The idea of TU moving to a lower level of athletic competition (where less money is spent) is not new. In the early 2000s — when TU football was particularly bad — the idea was taken very seriously. Now it seems to pop up every time the football team has an off year.
It’s also a serious and healthy discussion for the TU community to have. TU invests a lot in athletics, and dropping down to a lower division would be a viable new direction for the university.
Unfortunately, last week’s article was not a serious, or helpful, contribution to this discussion. In particular, I take issue with two major implications of the article: that athletics should make money and that TU athletics has little or no value.
Like basically everything universities do, athletics costs money. What’s different about athletic is that two sports (football and men’s basketball) also generate significant revenue. That makes it easier to ask if athletics as a whole ‘makes a profit.’ But this question sounds a little crazy if applied to other university activities. Does the art department make a profit? What about McFarlin Library? Or the Collegian?

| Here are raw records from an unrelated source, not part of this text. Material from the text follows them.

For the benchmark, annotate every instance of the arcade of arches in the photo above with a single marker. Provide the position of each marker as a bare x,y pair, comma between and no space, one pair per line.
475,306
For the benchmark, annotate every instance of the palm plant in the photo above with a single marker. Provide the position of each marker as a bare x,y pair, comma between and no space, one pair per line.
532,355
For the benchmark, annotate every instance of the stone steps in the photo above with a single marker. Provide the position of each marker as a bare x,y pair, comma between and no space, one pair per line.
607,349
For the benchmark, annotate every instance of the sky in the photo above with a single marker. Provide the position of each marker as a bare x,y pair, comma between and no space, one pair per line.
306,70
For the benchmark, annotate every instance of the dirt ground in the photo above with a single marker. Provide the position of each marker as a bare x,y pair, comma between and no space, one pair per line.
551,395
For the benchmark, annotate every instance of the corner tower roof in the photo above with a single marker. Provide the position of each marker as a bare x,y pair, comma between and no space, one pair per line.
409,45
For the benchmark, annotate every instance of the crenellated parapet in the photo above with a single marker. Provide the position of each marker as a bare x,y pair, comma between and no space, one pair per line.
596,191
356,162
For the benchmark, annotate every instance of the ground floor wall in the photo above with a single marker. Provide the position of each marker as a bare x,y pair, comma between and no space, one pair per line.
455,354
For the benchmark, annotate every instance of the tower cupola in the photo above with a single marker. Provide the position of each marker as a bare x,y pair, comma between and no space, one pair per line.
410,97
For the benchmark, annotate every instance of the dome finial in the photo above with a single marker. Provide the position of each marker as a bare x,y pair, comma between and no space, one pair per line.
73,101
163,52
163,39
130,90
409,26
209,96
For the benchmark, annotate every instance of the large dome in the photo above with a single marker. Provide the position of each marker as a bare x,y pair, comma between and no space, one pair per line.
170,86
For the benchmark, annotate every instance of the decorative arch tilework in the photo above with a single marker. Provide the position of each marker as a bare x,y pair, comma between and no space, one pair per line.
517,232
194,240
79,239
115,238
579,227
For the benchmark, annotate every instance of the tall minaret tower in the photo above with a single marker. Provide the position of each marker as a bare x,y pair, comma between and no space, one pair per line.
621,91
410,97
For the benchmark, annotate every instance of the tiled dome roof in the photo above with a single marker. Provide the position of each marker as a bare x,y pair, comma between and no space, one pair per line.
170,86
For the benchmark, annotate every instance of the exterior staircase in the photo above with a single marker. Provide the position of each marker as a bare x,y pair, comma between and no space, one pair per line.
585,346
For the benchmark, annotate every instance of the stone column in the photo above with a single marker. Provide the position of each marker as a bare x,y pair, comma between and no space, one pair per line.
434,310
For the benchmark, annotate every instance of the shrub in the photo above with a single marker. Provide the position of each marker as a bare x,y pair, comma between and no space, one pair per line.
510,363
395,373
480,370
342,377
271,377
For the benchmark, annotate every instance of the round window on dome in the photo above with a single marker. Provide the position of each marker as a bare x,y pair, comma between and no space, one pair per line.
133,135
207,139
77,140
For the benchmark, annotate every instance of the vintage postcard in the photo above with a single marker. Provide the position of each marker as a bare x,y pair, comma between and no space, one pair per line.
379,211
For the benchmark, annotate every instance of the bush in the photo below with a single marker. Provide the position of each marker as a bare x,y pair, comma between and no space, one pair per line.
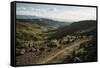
53,43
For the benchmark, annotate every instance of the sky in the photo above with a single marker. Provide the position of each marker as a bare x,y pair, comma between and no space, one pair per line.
57,12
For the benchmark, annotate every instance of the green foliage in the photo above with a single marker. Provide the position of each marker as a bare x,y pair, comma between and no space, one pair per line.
80,51
53,43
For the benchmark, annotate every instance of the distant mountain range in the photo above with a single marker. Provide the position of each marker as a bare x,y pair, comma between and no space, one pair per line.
75,27
41,21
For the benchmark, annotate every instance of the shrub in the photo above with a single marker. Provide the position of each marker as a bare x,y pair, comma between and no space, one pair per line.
53,43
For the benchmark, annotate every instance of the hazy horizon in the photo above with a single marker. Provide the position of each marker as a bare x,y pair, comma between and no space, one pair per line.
57,12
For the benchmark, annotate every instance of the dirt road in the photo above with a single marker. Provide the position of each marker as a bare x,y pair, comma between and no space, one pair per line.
55,56
58,57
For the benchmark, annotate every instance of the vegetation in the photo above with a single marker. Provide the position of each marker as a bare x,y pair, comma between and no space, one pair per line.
38,39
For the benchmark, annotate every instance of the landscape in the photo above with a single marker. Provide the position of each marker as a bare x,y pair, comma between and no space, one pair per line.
51,40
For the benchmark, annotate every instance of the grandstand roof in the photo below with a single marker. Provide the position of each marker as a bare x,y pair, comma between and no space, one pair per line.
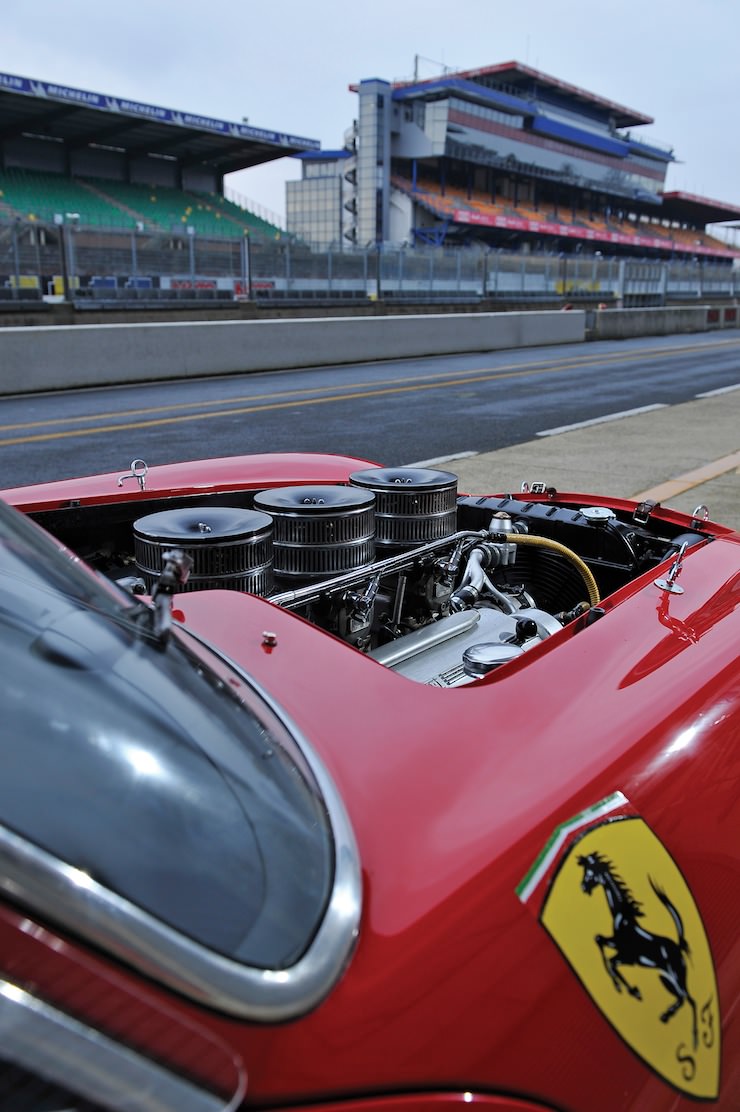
77,117
523,78
687,208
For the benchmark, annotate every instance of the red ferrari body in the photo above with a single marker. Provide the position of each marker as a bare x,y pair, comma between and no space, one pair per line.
528,724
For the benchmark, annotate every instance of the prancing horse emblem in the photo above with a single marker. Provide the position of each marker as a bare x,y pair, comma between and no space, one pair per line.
640,951
631,944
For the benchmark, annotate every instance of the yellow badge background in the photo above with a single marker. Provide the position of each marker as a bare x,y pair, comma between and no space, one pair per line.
573,919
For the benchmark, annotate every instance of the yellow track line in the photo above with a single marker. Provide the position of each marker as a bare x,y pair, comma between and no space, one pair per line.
434,381
664,492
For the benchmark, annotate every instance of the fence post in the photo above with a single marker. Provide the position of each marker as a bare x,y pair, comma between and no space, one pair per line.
16,262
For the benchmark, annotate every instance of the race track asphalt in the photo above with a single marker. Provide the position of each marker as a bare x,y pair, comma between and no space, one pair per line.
683,456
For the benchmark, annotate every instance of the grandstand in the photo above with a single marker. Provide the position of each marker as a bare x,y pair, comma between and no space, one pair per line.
111,162
105,200
506,157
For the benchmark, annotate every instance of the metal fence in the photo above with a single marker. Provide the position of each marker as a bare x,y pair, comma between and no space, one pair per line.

The point of a university is not to make a profit. It’s to do things that are valuable for its students, staff, alumni and other stakeholders. We spend money on athletics because we think it is valuable to the TU community. And despite Guglielmetti’s implication that only student-athletes care about athletics, much of the TU community still finds value in TU sports.
As evidence, I could point to the flurry of negative reactions to the article from alumni on social media, many of whom see D1 athletics as one of the few ways to remain connected to TU after graduation. Or I could cite that Tulsa has one of the highest ratios of football attendance to student population in the country (about 5.5), a far fairer way to compare our students’ interest in sports to schools 15 times our size.
TU spends a lot of money on D1 athletics. When I was sports editor in 2012, we had the second-highest athletic spending per student in the nation (after Notre Dame). That’s why it’s so important that conversations about the future of Tulsa athletics include serious research about the costs involved and acknowledge the many benefits that D1 athletics bring the university community.
Leading this conversation takes a lot of work, but it is literally the job of the Collegian’s sports editor to do this work. I hope in the future our paper can play a more constructive role in facilitating what should be an ongoing conversation about the role of athletics at the University of Tulsa.